Le penalty est un cas à part : toujours la même distance, toujours le même angle, donc toujours la même valeur. La grande majorité des modèles retiennent 0,76. Hudl StatsBomb est passé à 0,78 en 2022.
Conséquence rarement écrite : deux sites donnent deux xG différents pour le même match. Les modèles ne sont pas entraînés sur les mêmes données ni sur les mêmes variables. Un écart de 0,2 sur un match n'a rien d'anormal. Comparer le xG d'un fournisseur à celui d'un autre n'a donc pas de sens. Comparer deux équipes chez le même fournisseur, si. Regarder d'où sort le chiffre avant de le citer est le premier réflexe à prendre.
Ce qu'il ne dit pas
« Il a raté une occasion à 0,64, il est nul devant le but. » Le xG ne mesure pas le finisseur. Il donne la valeur de la position au moment de la frappe, avant de savoir ce qu'elle est devenue. Ce que le joueur en fait est précisément ce que le modèle ignore. C'est d'ailleurs l'usage principal du xG : mettre le résultat en face de la position pour voir qui surperforme.
« L'équipe a un xG de 1,8, le gardien adverse a été bon. » Le xG ne dit rien du gardien non plus. Il s'arrête au pied du tireur. L'indicateur qui prend le relais après la frappe est le PSxG, qui tient compte de l'endroit où le ballon passe le cadre.
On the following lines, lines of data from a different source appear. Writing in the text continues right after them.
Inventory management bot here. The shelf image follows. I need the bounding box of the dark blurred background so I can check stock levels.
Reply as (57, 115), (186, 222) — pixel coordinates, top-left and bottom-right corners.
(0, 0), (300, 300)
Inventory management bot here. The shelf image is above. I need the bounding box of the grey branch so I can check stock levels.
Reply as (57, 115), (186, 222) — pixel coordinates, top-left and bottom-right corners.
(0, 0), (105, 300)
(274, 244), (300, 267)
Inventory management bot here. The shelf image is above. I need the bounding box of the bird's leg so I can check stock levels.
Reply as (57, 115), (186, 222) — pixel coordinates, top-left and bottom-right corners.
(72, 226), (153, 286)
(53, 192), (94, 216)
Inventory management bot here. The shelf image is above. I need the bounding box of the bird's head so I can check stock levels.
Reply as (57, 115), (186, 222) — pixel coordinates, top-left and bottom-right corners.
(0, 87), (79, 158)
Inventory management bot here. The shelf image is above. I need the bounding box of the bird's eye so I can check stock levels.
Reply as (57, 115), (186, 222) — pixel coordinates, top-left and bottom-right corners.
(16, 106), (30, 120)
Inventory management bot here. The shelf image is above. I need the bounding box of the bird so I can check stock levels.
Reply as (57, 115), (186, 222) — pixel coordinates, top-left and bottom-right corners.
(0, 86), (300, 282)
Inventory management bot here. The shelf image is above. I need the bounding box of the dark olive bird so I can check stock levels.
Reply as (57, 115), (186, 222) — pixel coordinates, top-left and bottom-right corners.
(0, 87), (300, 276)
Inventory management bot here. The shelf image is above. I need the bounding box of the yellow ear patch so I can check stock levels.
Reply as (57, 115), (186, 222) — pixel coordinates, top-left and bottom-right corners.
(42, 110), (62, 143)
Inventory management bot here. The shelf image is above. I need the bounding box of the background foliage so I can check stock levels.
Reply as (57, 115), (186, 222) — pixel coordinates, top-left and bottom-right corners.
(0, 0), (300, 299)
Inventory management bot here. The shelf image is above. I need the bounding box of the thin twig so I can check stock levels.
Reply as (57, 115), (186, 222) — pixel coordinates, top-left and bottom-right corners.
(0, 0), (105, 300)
« Ils dominent, leur xG doit être énorme. » Le xG ne compte que ce qui a été tenté. Une équipe qui passe le match dans la surface sans jamais frapper reste à zéro. La domination territoriale n'entre nulle part dans le modèle. Celle-là se mesure ailleurs, avec le territoire, qui dit où le jeu se passe et pas ce qu'on en a tiré.
Quand s'en servir
Sur un match, le xG est bruyant. Un tir à 0,64 qui rentre ou qui sort change la lecture du match, pas la qualité de ce qu'a produit l'équipe. C'est à partir d'une dizaine de rencontres que l'écart entre buts marqués et xG devient un signal, et pas un accident.
Il tient mieux sur une équipe que sur un joueur : un attaquant frappe cinq fois par match, une équipe quinze. À croiser avec le xGA, qui fait le même travail sur ce qu'on concède, et avec le PSxG pour séparer ce qui relève du tireur de ce qui relève du gardien.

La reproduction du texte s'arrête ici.